Bolton and Rossendale also have high case numbers, coming in at 797 and 672 respectively for the same week.
The areas around these hotspots are also now seeing a huge increase in the number of Delta cases. Of the 291 local authorities who recorded five or more cases in the last week, infections had increased in 177 of them. Cheshire West and Chester, Gateshead and Leeds all had the largest growth.
In May, Matt Hancock added that the majority of the people in hospital with Covid-19 in Bolton were eligible to have a vaccine – but had not had one.
“This shows the new variant is not tending to penetrate into older, vaccinated groups and it underlines again the importance of getting the jab.”
The emergence of this new variant comes just as the majority of social restrictions lifting in the UK, following the last lockdown review on May 17. From this date, groups of six or two households have been able to meet indoors and up to 30 can meet outside.
Where is the Delta variant in London?
The Delta variant has been found in all London boroughs, however, these are where cases are most high:
- Hillingdon (surge testing is targeting areas within the HA4 postcode in Ruislip).

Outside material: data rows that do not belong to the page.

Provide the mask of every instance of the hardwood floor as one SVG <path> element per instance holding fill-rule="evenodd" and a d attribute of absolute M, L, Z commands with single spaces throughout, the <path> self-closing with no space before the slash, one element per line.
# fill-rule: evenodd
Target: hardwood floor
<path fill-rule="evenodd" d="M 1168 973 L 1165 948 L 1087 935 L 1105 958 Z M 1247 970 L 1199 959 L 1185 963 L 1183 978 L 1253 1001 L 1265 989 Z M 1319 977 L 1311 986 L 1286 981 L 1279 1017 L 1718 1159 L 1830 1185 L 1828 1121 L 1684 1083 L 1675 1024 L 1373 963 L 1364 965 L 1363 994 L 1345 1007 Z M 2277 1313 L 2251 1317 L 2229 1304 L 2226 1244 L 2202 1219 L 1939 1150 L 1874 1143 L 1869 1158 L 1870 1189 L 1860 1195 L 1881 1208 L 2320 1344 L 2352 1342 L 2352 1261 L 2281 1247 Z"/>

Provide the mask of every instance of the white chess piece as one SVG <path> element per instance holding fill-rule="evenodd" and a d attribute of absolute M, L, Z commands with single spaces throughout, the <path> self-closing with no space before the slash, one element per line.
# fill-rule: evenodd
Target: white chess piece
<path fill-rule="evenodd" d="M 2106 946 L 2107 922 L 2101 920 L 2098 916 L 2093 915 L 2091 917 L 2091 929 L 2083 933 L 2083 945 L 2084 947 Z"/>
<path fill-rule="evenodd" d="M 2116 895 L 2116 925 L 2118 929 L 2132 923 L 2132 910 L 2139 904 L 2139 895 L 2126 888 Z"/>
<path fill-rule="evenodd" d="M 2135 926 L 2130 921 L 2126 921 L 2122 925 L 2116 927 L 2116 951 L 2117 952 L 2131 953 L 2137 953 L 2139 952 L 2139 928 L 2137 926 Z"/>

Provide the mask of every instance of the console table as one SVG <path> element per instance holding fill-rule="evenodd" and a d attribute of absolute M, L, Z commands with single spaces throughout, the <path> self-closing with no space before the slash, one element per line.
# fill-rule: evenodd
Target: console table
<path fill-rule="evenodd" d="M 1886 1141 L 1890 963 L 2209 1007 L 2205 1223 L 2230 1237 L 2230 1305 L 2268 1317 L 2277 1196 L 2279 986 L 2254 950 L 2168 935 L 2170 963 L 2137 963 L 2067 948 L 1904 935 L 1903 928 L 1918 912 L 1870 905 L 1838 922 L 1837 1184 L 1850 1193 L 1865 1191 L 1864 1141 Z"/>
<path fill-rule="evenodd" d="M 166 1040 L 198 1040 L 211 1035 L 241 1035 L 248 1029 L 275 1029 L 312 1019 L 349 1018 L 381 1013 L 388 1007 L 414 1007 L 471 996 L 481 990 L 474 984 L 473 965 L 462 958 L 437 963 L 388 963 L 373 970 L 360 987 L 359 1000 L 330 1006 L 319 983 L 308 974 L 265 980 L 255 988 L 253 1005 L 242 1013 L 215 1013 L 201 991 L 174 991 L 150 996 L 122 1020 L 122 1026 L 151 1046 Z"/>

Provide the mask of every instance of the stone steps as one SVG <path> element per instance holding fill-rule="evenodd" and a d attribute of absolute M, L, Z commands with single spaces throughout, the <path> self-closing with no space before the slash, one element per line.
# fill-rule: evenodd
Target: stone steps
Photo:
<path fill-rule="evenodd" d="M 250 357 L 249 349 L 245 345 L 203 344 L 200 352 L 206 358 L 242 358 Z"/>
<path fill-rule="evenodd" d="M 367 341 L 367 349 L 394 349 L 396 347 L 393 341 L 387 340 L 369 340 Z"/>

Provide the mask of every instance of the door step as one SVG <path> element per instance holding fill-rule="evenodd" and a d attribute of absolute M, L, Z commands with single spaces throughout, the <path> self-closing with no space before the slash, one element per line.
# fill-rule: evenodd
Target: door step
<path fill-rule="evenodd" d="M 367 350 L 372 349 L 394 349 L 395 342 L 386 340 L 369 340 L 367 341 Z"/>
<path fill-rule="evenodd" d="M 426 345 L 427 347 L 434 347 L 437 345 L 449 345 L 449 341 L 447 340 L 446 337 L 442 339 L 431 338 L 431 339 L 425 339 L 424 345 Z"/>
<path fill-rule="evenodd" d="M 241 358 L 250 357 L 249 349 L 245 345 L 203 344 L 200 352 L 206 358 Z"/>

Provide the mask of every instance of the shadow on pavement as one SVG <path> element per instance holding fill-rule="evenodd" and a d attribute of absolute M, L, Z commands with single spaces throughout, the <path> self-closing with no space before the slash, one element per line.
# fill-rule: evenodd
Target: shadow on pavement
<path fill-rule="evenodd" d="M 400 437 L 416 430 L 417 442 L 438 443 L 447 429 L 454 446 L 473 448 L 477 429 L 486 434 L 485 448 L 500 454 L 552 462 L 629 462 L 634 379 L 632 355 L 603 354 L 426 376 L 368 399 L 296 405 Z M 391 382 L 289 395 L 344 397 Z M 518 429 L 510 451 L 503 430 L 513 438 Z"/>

- Hackney (surge testing is targeting areas in Shoreditch and Dalston).
- Kingston Upon Thames
- Redbridge (surge testing is taking place in areas within the IG1 and IG6 postcode areas and small parts of the IG5 and IG7 postcode areas).
- Royal Borough of Kensington and Chelsea (surge testing is targeting areas within the W11 postcode).
London mayor Sadiq Khan confirmed the presence of the virus in five London boroughs. However, PHE has said that there are actually clusters of the new variant across the whole of the capital.
A spokesperson for PHE told the i paper that London should expect further surge testing in the coming days, as the new variant is “pretty well spread in terms of distribution”.
They also confirmed that 105 of the 400 confirmed cases of the new variant in London were to do with travel. “The vast majority of the rest” came from household transmission or “very close contacts of those people who have travelled.”
“We’ll probably see more surge testing across the country for the Delta variant as we go down the line,” They added, following the news from scientists last week that the new strain could very well become dominant across the whole of the UK.
Where has the Delta Plus variant been found in the UK?
According to PHE, there are 41 cases of the new Delta plus variant in the UK. This is out of the 75,953 Delta cases across the country.
Experts have repeatedly warned that Covid-19, much like other viruses, will mutate over time. Some variants pose more of a risk than others though, as they may contain properties which avoid the immune system’s response to the virus which, in turn, makes the vaccines less effective.
India’s health ministry have said that studies show the Delta plus variant – also known as AY.1 – does spread more easily, binds to lung cells more easily and is potentially resistant to some antibody therapies. However, leading virologists have questioned whether the Delta plus variant needs to be a ‘variant of concern’, as there’s no evidence yet to suggest that it is in fact more infectious or causes more severe disease.
“There is no data yet to support the variant of concern claim,” said Dr Gagandeep Kang, a virologist and Fellow of the Royal Society of London. “You need biological and clinical information in order to consider whether it is truly a variant of concern.”
So far, PHE have said that two doses of both the Oxford vaccine and the Pfizer vaccine are effective against the Delta variant. However, experts need more data to research on any further mutations of the variant to assess whether they are still fully effective.